On 21/11/14 13:31, Bernhard R. Link wrote:
> Otherwise that memory
> might afterwards be regarded as lzo_memops_TU2_struct

lzo_memops_TU2_struct is declared with __attribute__((__may_alias__)),
so actually the right thing should be happening WRT aliasing in this case.

On 21/11/14 13:21, Thorsten Glaser wrote:
> • for i386 and especially amd64, all subarchitectures supported
>   by Debian/Linux jessie suffer so much from unaligned access,
>   speed-wise, that it’s worth the overhead of forcing aligned
>   access (i386, i486 maybe were not as badly affected)

I was hoping this statement was correct, because if it was, avoiding
unaligned accesses would be a clear win regardless, and the right thing
to do would be entirely uncontroversial.

Unfortunately, on my x86-64 laptop, my patched liblzo2 with
-DLZO_CFG_NO_UNALIGNED on all architectures seems to be half as fast as
the unpatched one for a simple test-case (uncompress
linux_3.17.orig.tar.xz to linux_3.17.orig.tar in a tmpfs, time lzop -c <
linux_3.17.orig.tar > /dev/null, repeat 3 times; results agree within 10%).

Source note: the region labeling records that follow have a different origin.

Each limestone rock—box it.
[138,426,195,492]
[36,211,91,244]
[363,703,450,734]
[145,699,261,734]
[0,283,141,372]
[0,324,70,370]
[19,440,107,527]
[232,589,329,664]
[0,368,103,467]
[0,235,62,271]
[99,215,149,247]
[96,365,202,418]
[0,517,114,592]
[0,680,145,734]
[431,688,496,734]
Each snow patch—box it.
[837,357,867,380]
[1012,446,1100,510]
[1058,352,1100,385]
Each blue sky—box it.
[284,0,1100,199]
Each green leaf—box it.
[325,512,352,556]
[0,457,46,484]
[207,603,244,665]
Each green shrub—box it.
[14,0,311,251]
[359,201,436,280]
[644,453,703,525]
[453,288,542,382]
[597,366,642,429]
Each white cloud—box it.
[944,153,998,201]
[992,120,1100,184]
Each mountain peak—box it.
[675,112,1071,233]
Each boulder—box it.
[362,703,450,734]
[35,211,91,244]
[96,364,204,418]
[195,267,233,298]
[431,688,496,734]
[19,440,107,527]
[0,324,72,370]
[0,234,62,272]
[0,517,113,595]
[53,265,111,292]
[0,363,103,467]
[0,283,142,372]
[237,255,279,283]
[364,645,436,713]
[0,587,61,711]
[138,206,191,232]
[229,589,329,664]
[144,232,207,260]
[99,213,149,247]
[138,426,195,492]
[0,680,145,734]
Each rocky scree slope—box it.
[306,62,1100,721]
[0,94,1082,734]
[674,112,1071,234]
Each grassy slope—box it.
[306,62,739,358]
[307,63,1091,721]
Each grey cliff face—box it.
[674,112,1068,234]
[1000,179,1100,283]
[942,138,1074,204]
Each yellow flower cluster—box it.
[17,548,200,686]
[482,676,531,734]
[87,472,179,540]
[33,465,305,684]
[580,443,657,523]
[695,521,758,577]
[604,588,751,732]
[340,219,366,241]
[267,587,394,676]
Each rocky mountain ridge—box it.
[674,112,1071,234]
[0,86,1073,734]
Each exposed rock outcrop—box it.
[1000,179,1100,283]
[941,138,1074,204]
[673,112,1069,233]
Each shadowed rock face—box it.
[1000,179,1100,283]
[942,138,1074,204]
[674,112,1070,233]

I'm trying out a slightly different approach: keeping the unaligned
accesses via casts like *(uint16_t *) on architectures where lzodefs.h
specifically allows them, but disabling the casts via
struct { char[n] } conditional on alignof(that struct) == 1, which seem
to be the problematic ones.

The CPUs for which lzodefs.h uses those casts are amd64, arm*
conditional on target CPU (so armel but not armhf in Debian terms),
arm64, cris, i386, m68k conditional on target CPU (__mc68020__ but not
__mcoldfire__), powerpc* if big-endian, and s390*.